# Schlangenmuster



## devStorm (20. Mai 2004)

Also eins vorerst, ich habe die Suchfunktion schon ausgiebig misbraucht, aber leider nichts hierdrüber gefunden. 

Also ich möchte folgendes machen. Einen SchlangenWassermusterVerlauf, und zwar von oben nach unten. 

Also oben sollte eben so ein Schlangenartigesmuster sein, und unten eben so ein verwischteswasser, oder gekräuseltes Glas. Und das ganze mit einem Verlauf, so das in der Mitte ein sehr weicher unsichtbarer Verlauf entsteht. 
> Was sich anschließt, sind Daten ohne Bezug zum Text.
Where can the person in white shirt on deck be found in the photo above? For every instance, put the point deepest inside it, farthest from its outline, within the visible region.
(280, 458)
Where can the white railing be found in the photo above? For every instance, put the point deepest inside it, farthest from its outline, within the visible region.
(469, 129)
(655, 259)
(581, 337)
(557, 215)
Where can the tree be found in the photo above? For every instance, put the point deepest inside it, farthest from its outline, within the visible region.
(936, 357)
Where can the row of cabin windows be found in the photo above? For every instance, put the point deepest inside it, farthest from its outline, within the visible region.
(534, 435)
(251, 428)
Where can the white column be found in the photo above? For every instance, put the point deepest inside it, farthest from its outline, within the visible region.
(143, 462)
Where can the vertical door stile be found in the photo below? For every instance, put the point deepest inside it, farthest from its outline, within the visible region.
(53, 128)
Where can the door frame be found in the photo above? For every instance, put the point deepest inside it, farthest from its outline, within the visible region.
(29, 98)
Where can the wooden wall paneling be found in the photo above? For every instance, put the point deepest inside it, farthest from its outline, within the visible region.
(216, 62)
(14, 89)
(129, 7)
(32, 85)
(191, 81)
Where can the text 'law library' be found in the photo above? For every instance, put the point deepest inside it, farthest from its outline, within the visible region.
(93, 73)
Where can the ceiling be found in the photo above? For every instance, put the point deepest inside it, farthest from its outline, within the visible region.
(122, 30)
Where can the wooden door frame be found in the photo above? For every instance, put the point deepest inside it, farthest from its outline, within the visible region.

Wie würde man soetwas angehen ? Gibt es Tutorials oder ähnliches ? Würde mich sehr freuen wenn mir jemand helfen könnte. 

Vielen lieben Dank

Andrej


----------



## ShadowMan (20. Mai 2004)

hast du das Schlangen-/Wassermuster schon oder brauchst du genau das noch? Ich mache sehr ungern Eigenwerbung, aber wie du so einen Verlauf hinbekommst steht auf meiner Seite unter Photoshop -> Grundlagen 

Liebe Grüße,
Shadow ;-]


----------



## devStorm (20. Mai 2004)

Also mit der Verlaufgeschichte kenn ich mich schon aus, aber eben das Schlangen/Wassermuster. Ich weiß nicht wie ich so ein Schlangenmuster hinbekomme.


----------



## ShadowMan (20. Mai 2004)

Ich weiss ja leider nicht genau wie du es gern haben willst, aber ein Schlangenmuster könntest du eventuell von einer Ledertasche abfotographieren oder danach mal im Inet suchen.

Und bei Wassermuster weiss ich leider gar nicht was du meinst  

Aber eigentich dürfte es doch kein Problem sein im Inet ein Bild von Wasser zu finden oder?!  Und das dann wie du schon selbst kräuseln oder schwingen.


----------